Here is a way to fix this: https://gist.github.com/bgrins/5108712. When you call `log` it will preserve the line number.

Here is a demo: http://jsfiddle.net/bgrins/MZWtG/.


Beautiful solution -- line number links work and everything. You've just made my day.


This is brilliant!


Using straight console.log statements seems to be non-negotiable for effective debugging, at least until a good workaround for the above is found.

For using Chrome's logging styles, we define a few short helper functions — l1(), l2(), l3(), etc. — that return predefined CSS strings, then doing our logging like

    console.log("%cThis is a heading", l1())
    console.log("%cLess important stuff", l2())
This means you're only adding 6 or so characters to get nice styled console messages that also maintain the nice line numbers and links to the source. Plus, it's similar enough to h1, h2, etc. that it's easy to remember.
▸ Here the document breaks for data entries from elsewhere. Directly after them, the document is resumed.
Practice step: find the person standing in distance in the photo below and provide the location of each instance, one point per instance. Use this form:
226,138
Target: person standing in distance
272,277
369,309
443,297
We found that varying the font color (black vs. gray) and margin-left (2em, 4em) were most helpful in differentiating more and less important log messages.
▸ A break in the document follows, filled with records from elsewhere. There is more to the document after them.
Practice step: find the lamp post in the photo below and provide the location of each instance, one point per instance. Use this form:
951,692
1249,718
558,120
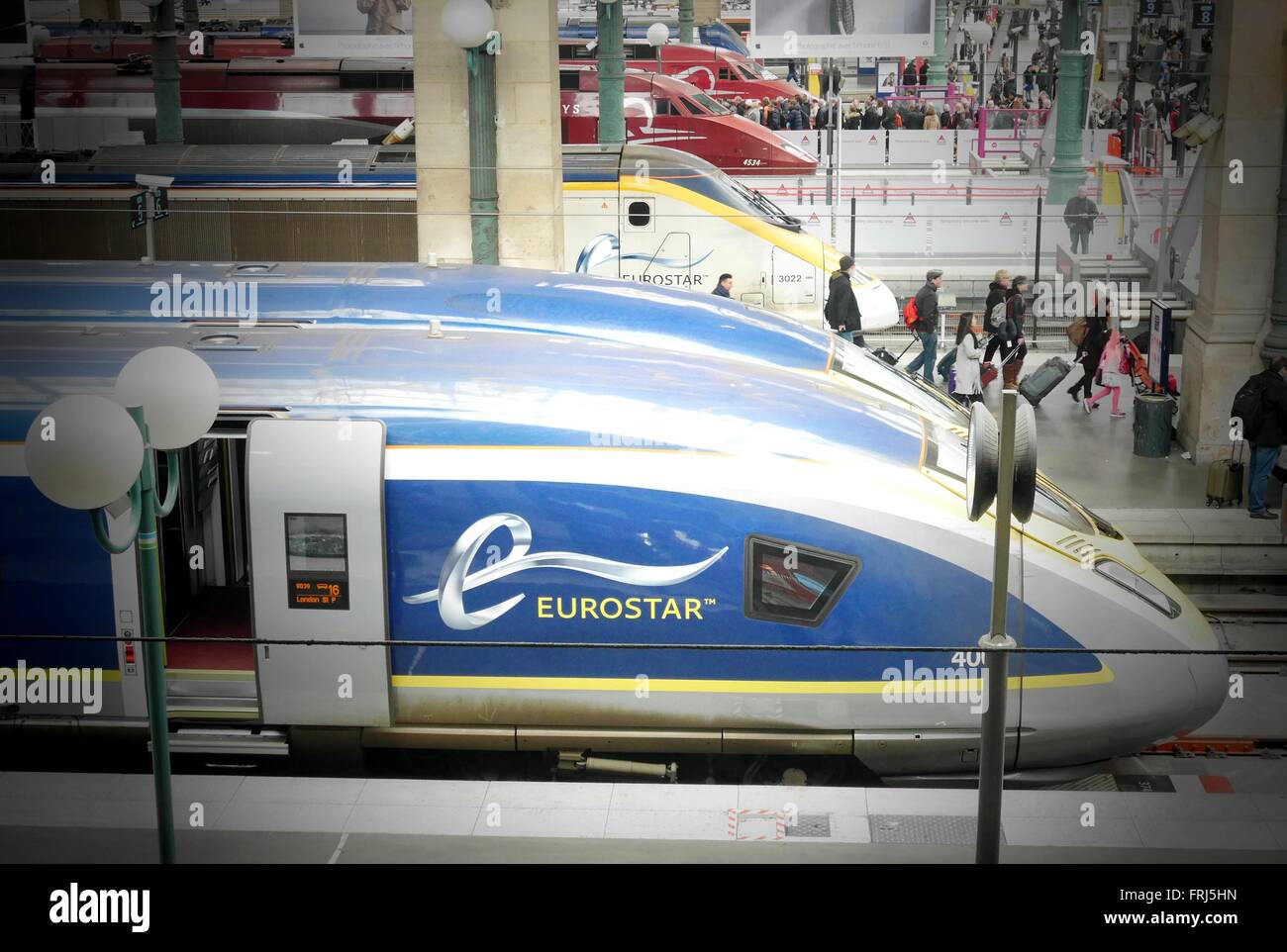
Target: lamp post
1000,467
981,33
88,451
471,26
I recommend simply using console.debug, console.log, console.warn, and console.error, which differentiate for you.


What about `console.info()`? Or is it a bit too adventurous?


info and log are indistinguishable, at least in Chrome.


Yes. So much about differentiation.


Maybe add console.assert to that list:

    console.assert(str.length === 10, "String is not 10 characters long!");
and console.group/groupEnd

    console.group("sums");
    console.log(1 + 1);
    console.log(2 - 3);
    console.groupEnd();


You actually can get the line number of a caller in JS: https://github.com/eriwen/javascript-stacktrace


You can just parse (new Error).stack:

    var __LINE__ = (new Error).stack.split("\n")[1].match(/:([0-9]+):/)[1];


I do something similar for logging my node apps... in .Net I use reflection for essentially the same.


`(new Error()).stack` is non-standard. But that’s a nice hack, nevertheless.


The underlying construct (console.log processing "%c" and styles) is nonstandard to begin with.


Yes. It will not break, though.

Unless you’re running it on an old IE that doesn’t host the `window.console` object.


Note: that uses arguments.callee, which is disallowed in ES5 strict-mode.


After looking at the code in more depth, I feel I should point out that it looks like `arguments.callee` is only the last-ditch fallback for generating a trace. I see baked-in support for Chrome, IE, FF, Safari, and Opera, and so unless your preferred browser is something else (or you want to target every possible browser) then you could change just a few lines to make it strict mode compliant.


Thanks for these suggestions. You can track progress on this here: https://github.com/adamschwartz/log/issues/1


This will severely degrade performance in almost every scenario. I don't recommend doing it by default, though it is a nice feature to have. Sometimes you want to be able to call console.log a few times per frame in a game without your framerate dropping into the single digits.


Calling `console.log()` in “production mode” is a bad idea, anyway.

Ideally, you’ll want those calls stripped at some point, in your build script.


I found a way... well, sort of:

    var log = function(){
        args = [].slice.call(arguments);
        args.unshift(console);
        return console.log.bind.apply(console.log, args) 
    }
But you have to add extra parenthesis at the end, hopefully is not too much overhead for most devs.

    log("message")()


> there's no way to grab the line number of a caller in JS

But this is easily fixed by converting the function call to a macro, right?

Oh wait - this isn't a ClojureScript library... so nevermind.